MORE than 150 jobs are at risk at The Royal Shakespeare Company – as it announced the Swan Theatre and The Other Place will remain closed until 2022.
The RSC has begun its formal consultations with staff, trade unions and staff representatives and says there will be a number of redundancies.
While it says the final figure is not known, 158 roles are at risk.
The company said it hopes to reduce the number of people leaving the company to below 90 by redeploying into new roles and offering voluntary redundancies.
This would see a 17 per cent reduction in its workforce.
The consultation is expected to conclude in early December.
It comes as the company announced it is focusing its programming in the Royal Shakespeare Theatre over the next year, where small-scale socially-distanced performances will be held, which can be streamed into homes.
It then hopes to increase audience sizes if social distancing restrictions ease.
The company will also stage free outdoor activities, and plans to reopen West End hit, Matilda The Musical as soon as it is financially viable.

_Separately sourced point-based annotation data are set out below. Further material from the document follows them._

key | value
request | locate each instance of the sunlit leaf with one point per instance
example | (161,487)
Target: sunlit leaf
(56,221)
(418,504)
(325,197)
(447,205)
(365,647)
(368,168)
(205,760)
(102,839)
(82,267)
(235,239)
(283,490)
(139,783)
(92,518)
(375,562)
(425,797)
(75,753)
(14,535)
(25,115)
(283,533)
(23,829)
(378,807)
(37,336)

Executive director Catherine Mallyon said: “We remain positive that live theatre will be back in our communities, doing what it does best – entertaining audiences and bringing joy to so many people.
“These are incredibly difficult times for everyone, and for the theatre community they are especially tough. Our live performance sector is experiencing one of the highest levels of loss of work anywhere: the personal impact of this is often devastating – the loss of skilled and talented people permanently from our sector is a very real worry for the future, and the impact on the nation’s economy immense.
“We are taking tough decisions to cut costs and make sure we can reopen with confidence. We remain completely committed to a vibrant future for live theatre and to ensuring that right across the country Shakespeare and theatre can be relevant to and enjoyed by all the communities we serve.
“The extraordinary support we continue to see from the company, our members, patrons, sponsors and supporters, alongside the Stratford community is a wonderful thing. It demonstrates the importance placed on theatre in people’s lives, and we thank everybody for their messages, donations, patience and commitment to seeing us reopen again.”